When Jerry Lewis left us this weekend past at the age of 91, it forced many of us to say farewell to an old friend, one that the majority of us had never met in person. What we knew about him was mostly gleaned from movie cameras, television appearances, interviews, rumor, the usual Hollywood nonsense, and those few fleeting glances we may have had when he was found in his most personal moments.
Others will tell his story in much greater detail than I, so allow me just to note a personal note about the man and his impact.
The MDA Telethon and “Jerry’s Kids”
I grew up in the era when the Labor Day Muscular Dystrophy Telethon was must viewing by everyone. The cavalcade of stars, REAL stars, that floated, danced and sang their way across the stage in New York City and then for many years in Las Vegas, was in many ways a rare delight to see these entertainers all gathered together. Most of the time it was unscripted and, every now and then, ribald conversation for that era. No one cared. It was Jerry and his friends, having fun and raising money for a great cause.
Of course, who will ever forget the time Frank Sinatra used the telethon to bring a pair of old friends together again for the first time in many years?
After many years, Lewis was unceremoniously replaced as host of the telethon. MDA officials did their best to put a lipstick on this pig of an announcement, but the truth eventually emerged. They saw Lewis as an aging entertainer who no longer reached audiences, and they were determined to pare the telethon down into an “entertainment special” focusing on the likes of “D” list entertainers such as the Kardashians. Lewis was a bitter man to the end, the telethon eventually withered and expired, and what was once a National gathering that did so much good for so many people became just another corporate disaster.
What hurt Lewis most of all were accusations from those seeking to take advantage of the “piling on”, the people who said he “used” those children suffering from this debilitating disease in order to keep himself relevant. Those words were hurtful to a man who had devoted a large chunk of his life to helping others.
The reality of a man truly responsible to his words
Jerry Lewis raised more than $2.6B for Muscular Dystrophy over the years. That’s “B” as in “billions”. Everywhere he went he made time for those kids, their parents, the people touched by this insidious disease. And when he was unceremoniously fired and publicly humiliated by the people at MDA, he didn’t go into a media tirade. He didn’t spend months and years seeking revenge. He slipped quietly away and hoped what he was leaving behind spoke louder than those who would criticize.
Indeed those actions do. Lewis will be remember by many as one of the greatest comic actors of our time. He will be remembered for movies that while not artistic masterpieces, made people smile and made their lives a little better. The Internet is, of course, filled with Lewis stories in the wake of his passing. Many are choosing to recall when he was rude at restaurants, made fun of people who couldn’t take a joke, perhaps failed to stop and sign an autograph while being hounded.

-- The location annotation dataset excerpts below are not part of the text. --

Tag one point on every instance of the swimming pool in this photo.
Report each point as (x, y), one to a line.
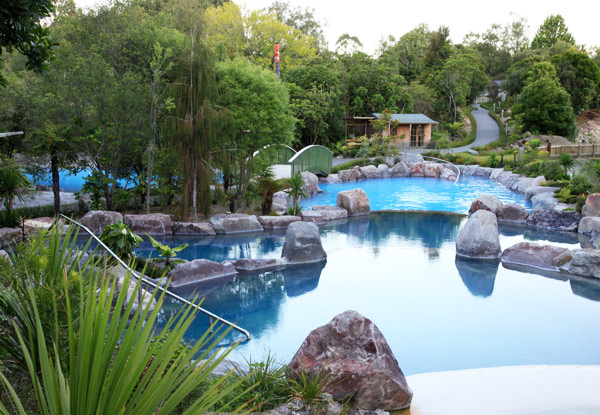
(399, 269)
(419, 193)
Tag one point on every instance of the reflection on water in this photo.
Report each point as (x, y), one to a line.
(478, 276)
(401, 271)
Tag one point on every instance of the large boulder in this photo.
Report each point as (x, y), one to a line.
(355, 201)
(552, 219)
(193, 228)
(543, 201)
(589, 225)
(416, 170)
(277, 222)
(9, 236)
(535, 255)
(536, 190)
(199, 270)
(153, 224)
(586, 262)
(354, 353)
(350, 175)
(97, 220)
(303, 244)
(511, 213)
(235, 223)
(401, 169)
(312, 216)
(479, 237)
(486, 202)
(370, 172)
(331, 212)
(592, 205)
(311, 183)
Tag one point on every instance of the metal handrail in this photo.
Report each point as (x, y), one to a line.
(156, 286)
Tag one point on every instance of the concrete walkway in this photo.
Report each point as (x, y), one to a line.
(487, 130)
(515, 390)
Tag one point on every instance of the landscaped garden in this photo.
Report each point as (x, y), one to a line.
(210, 283)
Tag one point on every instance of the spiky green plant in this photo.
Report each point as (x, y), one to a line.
(121, 365)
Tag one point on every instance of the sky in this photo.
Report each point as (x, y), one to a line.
(371, 21)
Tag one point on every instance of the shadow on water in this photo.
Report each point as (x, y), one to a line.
(252, 301)
(477, 275)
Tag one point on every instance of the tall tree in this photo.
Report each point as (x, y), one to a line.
(551, 31)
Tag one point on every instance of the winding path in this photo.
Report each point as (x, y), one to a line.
(487, 130)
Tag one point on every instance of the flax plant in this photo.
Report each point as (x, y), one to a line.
(120, 365)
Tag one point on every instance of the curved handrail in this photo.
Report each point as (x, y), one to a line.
(443, 161)
(156, 286)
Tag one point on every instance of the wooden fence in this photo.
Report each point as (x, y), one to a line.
(576, 150)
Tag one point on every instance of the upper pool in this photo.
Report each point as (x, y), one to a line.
(419, 193)
(400, 270)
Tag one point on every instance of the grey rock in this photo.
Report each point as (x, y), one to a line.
(536, 190)
(331, 212)
(355, 201)
(589, 225)
(311, 183)
(486, 202)
(352, 350)
(193, 228)
(511, 213)
(479, 237)
(312, 216)
(277, 222)
(256, 265)
(551, 219)
(370, 172)
(586, 262)
(235, 223)
(303, 244)
(97, 220)
(535, 255)
(592, 205)
(400, 170)
(153, 224)
(199, 270)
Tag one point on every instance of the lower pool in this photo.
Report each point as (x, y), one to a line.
(399, 269)
(419, 193)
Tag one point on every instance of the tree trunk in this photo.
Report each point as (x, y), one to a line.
(55, 183)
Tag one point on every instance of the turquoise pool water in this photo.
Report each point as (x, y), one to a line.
(399, 269)
(419, 193)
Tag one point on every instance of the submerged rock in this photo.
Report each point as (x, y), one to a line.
(511, 213)
(479, 237)
(199, 270)
(552, 219)
(535, 255)
(97, 220)
(193, 228)
(331, 212)
(352, 350)
(486, 202)
(592, 205)
(235, 223)
(355, 201)
(303, 244)
(277, 222)
(153, 224)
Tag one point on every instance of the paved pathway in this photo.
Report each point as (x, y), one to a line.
(516, 390)
(487, 130)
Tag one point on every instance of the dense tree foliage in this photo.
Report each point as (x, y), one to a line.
(171, 97)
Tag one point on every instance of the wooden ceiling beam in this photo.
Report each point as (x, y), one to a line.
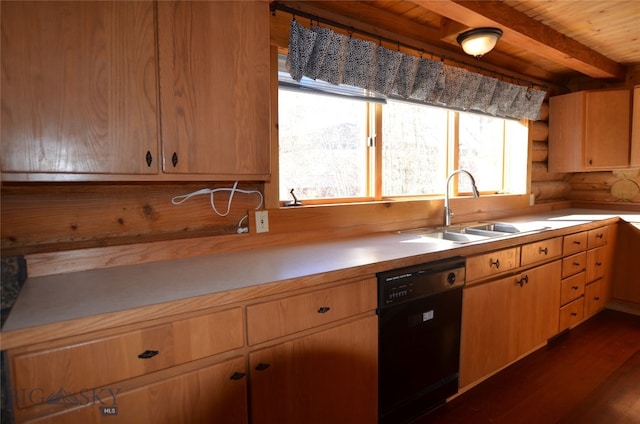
(526, 32)
(361, 15)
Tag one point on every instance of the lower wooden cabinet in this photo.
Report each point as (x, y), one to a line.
(571, 314)
(327, 377)
(212, 394)
(506, 318)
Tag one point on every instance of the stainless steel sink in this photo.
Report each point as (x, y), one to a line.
(460, 237)
(469, 233)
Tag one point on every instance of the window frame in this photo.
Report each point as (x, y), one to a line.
(374, 164)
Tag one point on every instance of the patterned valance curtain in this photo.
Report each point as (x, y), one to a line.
(321, 53)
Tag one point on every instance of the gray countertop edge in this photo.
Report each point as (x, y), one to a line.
(56, 298)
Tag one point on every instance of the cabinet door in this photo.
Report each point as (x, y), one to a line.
(214, 87)
(594, 298)
(79, 87)
(86, 364)
(326, 377)
(486, 342)
(538, 308)
(607, 129)
(214, 394)
(589, 131)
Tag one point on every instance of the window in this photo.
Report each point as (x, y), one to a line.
(335, 149)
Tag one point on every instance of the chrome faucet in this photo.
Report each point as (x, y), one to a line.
(447, 210)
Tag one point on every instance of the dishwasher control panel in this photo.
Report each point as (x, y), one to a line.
(418, 281)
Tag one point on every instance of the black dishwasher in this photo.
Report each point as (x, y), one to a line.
(419, 310)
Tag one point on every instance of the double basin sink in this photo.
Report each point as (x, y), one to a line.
(468, 233)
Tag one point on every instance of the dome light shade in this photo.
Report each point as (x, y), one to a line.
(480, 41)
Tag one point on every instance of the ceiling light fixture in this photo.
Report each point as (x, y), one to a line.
(480, 41)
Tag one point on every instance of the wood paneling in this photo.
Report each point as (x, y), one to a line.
(49, 217)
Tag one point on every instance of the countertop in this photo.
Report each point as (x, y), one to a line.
(57, 299)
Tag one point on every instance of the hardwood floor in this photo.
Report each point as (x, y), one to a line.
(589, 375)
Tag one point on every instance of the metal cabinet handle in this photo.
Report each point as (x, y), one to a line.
(148, 354)
(524, 280)
(262, 366)
(237, 376)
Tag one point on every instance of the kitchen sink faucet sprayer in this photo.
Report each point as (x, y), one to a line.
(447, 211)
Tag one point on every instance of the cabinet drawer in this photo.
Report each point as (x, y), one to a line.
(541, 250)
(493, 263)
(574, 264)
(572, 288)
(571, 314)
(574, 243)
(270, 320)
(595, 263)
(597, 237)
(100, 362)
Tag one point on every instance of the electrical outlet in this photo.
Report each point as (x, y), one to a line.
(262, 222)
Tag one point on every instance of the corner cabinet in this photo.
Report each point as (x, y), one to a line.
(507, 318)
(590, 131)
(214, 87)
(79, 89)
(135, 91)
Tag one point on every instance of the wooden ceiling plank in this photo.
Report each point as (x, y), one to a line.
(526, 32)
(389, 25)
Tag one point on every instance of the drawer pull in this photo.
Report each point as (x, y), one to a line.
(237, 376)
(148, 354)
(524, 280)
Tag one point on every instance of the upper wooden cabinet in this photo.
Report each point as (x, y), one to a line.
(635, 130)
(86, 86)
(79, 88)
(589, 131)
(214, 87)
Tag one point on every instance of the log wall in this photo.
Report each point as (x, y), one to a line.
(545, 186)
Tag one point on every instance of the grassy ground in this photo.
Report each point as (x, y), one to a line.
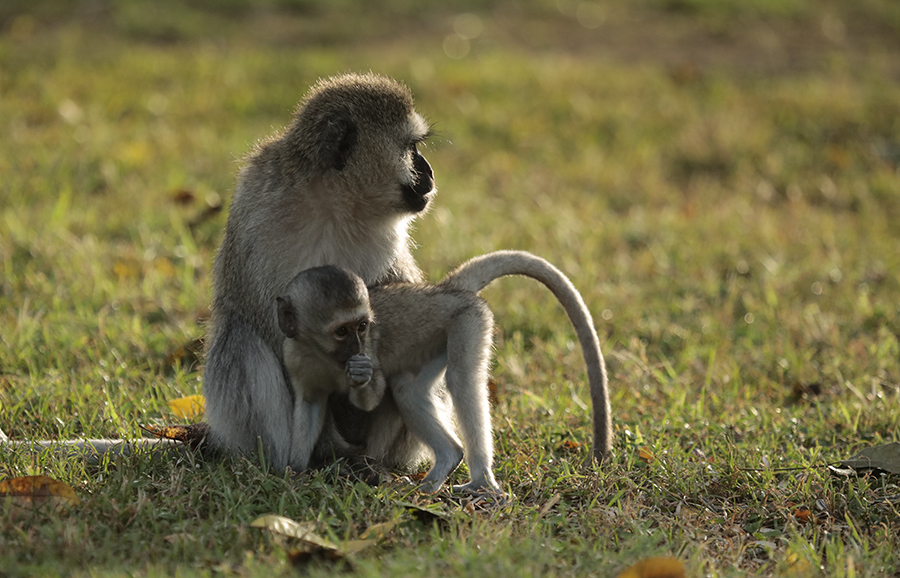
(719, 178)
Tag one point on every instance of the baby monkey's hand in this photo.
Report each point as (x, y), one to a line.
(360, 369)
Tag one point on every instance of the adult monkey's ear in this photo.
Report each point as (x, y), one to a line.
(287, 318)
(337, 140)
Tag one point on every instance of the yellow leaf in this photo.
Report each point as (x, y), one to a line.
(659, 567)
(305, 532)
(645, 455)
(379, 531)
(26, 494)
(288, 527)
(188, 407)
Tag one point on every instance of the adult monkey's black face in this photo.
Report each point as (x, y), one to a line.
(417, 195)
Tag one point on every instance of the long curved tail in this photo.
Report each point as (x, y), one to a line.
(478, 272)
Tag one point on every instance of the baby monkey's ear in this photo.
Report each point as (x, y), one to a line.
(287, 317)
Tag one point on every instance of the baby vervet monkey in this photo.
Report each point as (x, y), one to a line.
(328, 325)
(418, 333)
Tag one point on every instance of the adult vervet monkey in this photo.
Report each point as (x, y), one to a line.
(339, 185)
(409, 334)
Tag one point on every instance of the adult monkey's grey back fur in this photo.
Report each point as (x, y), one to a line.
(338, 186)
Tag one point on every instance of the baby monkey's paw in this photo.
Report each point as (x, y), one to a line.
(360, 369)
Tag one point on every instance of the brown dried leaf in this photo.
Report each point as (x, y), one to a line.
(27, 494)
(881, 458)
(193, 434)
(660, 567)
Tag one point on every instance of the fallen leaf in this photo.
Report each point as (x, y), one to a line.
(188, 407)
(547, 506)
(659, 567)
(305, 532)
(27, 494)
(287, 527)
(884, 458)
(380, 531)
(426, 517)
(193, 434)
(645, 455)
(183, 197)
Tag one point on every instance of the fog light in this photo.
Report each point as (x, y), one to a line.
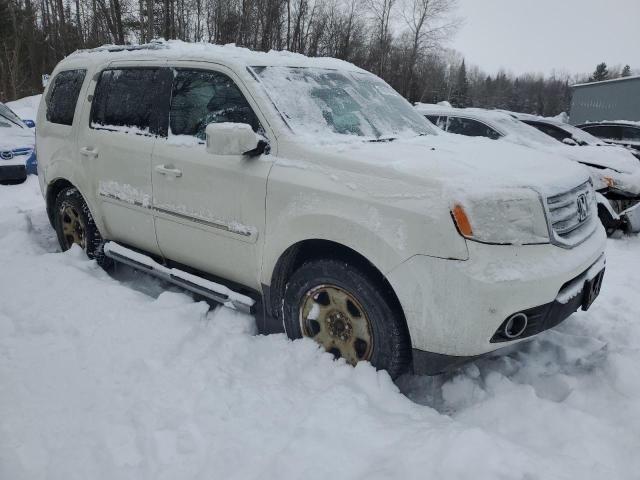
(515, 326)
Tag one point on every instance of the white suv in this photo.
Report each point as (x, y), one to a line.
(310, 187)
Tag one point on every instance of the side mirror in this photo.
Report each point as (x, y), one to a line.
(233, 139)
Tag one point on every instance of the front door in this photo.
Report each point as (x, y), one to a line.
(210, 209)
(128, 112)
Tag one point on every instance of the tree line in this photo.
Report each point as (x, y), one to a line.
(400, 40)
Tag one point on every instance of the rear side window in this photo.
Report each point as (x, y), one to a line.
(63, 96)
(203, 97)
(133, 100)
(631, 133)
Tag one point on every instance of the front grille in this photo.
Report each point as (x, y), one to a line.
(571, 214)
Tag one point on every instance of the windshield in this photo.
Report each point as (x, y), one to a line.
(324, 102)
(511, 126)
(580, 135)
(7, 115)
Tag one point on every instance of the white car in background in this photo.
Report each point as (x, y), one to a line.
(17, 148)
(614, 171)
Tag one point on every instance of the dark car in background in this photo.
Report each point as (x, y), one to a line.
(17, 148)
(620, 132)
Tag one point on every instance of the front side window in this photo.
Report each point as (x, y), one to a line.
(63, 95)
(471, 128)
(319, 102)
(133, 100)
(203, 97)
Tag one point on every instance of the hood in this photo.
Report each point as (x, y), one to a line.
(458, 164)
(12, 137)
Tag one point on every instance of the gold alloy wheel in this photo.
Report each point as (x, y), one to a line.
(336, 320)
(73, 228)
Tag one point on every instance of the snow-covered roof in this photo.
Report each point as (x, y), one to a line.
(441, 108)
(621, 79)
(226, 54)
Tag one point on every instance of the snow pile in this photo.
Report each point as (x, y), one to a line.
(118, 378)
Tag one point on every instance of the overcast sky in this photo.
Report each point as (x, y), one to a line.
(541, 35)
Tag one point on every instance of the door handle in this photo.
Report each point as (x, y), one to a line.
(172, 172)
(89, 152)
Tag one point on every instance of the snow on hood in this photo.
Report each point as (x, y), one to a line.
(462, 164)
(26, 108)
(12, 136)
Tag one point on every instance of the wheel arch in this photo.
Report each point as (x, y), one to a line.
(53, 189)
(314, 249)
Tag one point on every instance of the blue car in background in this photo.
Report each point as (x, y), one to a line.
(17, 148)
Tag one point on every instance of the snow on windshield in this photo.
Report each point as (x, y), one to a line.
(7, 115)
(581, 136)
(324, 102)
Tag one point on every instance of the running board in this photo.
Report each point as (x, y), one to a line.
(206, 288)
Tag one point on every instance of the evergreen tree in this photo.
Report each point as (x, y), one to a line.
(460, 94)
(601, 73)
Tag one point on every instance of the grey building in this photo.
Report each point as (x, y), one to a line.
(617, 99)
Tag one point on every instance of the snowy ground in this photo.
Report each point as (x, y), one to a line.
(113, 377)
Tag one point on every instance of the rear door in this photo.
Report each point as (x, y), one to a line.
(210, 209)
(128, 112)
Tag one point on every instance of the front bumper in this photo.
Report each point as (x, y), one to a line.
(454, 308)
(12, 172)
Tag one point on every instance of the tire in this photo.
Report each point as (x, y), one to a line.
(74, 224)
(611, 225)
(330, 301)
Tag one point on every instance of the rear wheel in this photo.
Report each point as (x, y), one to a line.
(75, 226)
(341, 308)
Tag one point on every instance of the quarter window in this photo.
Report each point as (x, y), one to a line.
(134, 100)
(203, 97)
(63, 96)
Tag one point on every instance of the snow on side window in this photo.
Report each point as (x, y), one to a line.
(203, 97)
(321, 102)
(63, 96)
(133, 100)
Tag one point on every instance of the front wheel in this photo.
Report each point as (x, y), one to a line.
(74, 225)
(347, 313)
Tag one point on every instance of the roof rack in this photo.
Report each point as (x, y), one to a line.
(152, 45)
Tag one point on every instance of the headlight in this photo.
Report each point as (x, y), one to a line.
(508, 217)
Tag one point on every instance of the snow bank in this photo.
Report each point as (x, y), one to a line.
(116, 377)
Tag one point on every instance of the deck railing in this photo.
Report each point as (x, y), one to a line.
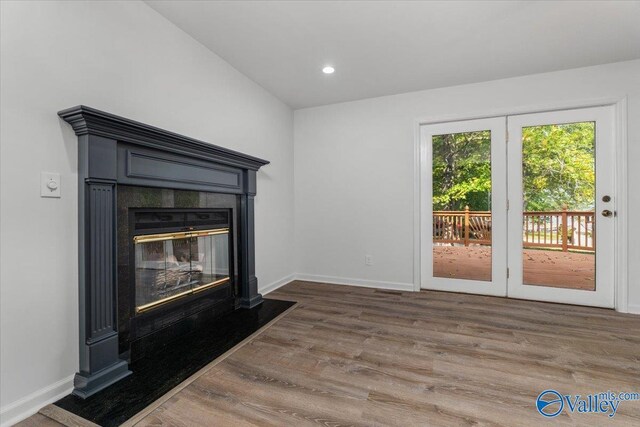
(564, 229)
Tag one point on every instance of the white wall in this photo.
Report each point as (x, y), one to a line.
(354, 168)
(124, 58)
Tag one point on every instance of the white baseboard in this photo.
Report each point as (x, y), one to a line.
(633, 308)
(30, 404)
(264, 290)
(396, 286)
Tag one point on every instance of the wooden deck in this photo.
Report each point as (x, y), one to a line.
(541, 267)
(358, 356)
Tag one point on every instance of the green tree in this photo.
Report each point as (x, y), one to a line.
(558, 166)
(462, 171)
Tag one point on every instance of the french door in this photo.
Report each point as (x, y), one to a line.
(521, 206)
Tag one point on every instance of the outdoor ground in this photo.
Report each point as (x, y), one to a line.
(541, 267)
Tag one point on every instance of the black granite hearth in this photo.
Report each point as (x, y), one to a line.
(155, 375)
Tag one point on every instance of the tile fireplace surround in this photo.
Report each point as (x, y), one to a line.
(116, 152)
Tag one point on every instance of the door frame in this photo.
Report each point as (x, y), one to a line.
(604, 293)
(497, 286)
(621, 282)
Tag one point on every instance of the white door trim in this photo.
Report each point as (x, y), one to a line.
(604, 293)
(621, 244)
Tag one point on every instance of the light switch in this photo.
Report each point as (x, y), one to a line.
(49, 184)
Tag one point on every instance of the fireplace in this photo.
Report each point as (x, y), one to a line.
(177, 260)
(166, 239)
(174, 264)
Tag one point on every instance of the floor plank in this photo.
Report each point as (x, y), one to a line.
(365, 357)
(359, 356)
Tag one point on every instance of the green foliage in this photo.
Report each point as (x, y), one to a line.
(558, 168)
(462, 171)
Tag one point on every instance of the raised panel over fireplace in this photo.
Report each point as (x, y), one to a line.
(139, 166)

Lewis was human like the rest of us. He had his foibles and his moments of pique. Certainly there were times when he wasn’t perfect. Welcome to the human race.
But in the end, he must be remembered as someone who gave so much of his time to causes, those seeking to make life better for the less fortunate. There a kids who grew to adults when they were given zero shot of making it into their teens thanks in large part to his efforts. Not merely raising money, but raising awareness.
I remember a theme in his movie “Cinderfella”, which was assailed by the critics who never liked him and many, for ridiculous reasons, blamed him for the infamous breakup with Dean Martin years earlier. It was about a young man who didn’t want to be a “people” anymore, who didn’t want to just be part of the crowd. He wanted to be a “person”, to be somebody special, to use his short time here on Earth to make a difference. That theme struck a chord with me when I first saw the film, and resonates to this day.
Jerry Lewis will never have to worry about being remembered as a “people”. He was indeed a “person”, one of great integrity, responsibility, accountability and leadership. A gentle man who will always in my mind, and that of millions more, be remembered as an image of someone who gave without question, and merely wanted to make our world a little brighter every day.
Even when he left us in tears at the end of every telethon, our world was made a little sunnier knowing we were part of something more than just a television show.
Thank you, Jerry. Thank you for making my life, and so many others, a little brighter every day.
And perhaps leaving behind a few lessons in how we can all strive for that level of image in our personal and professional lives.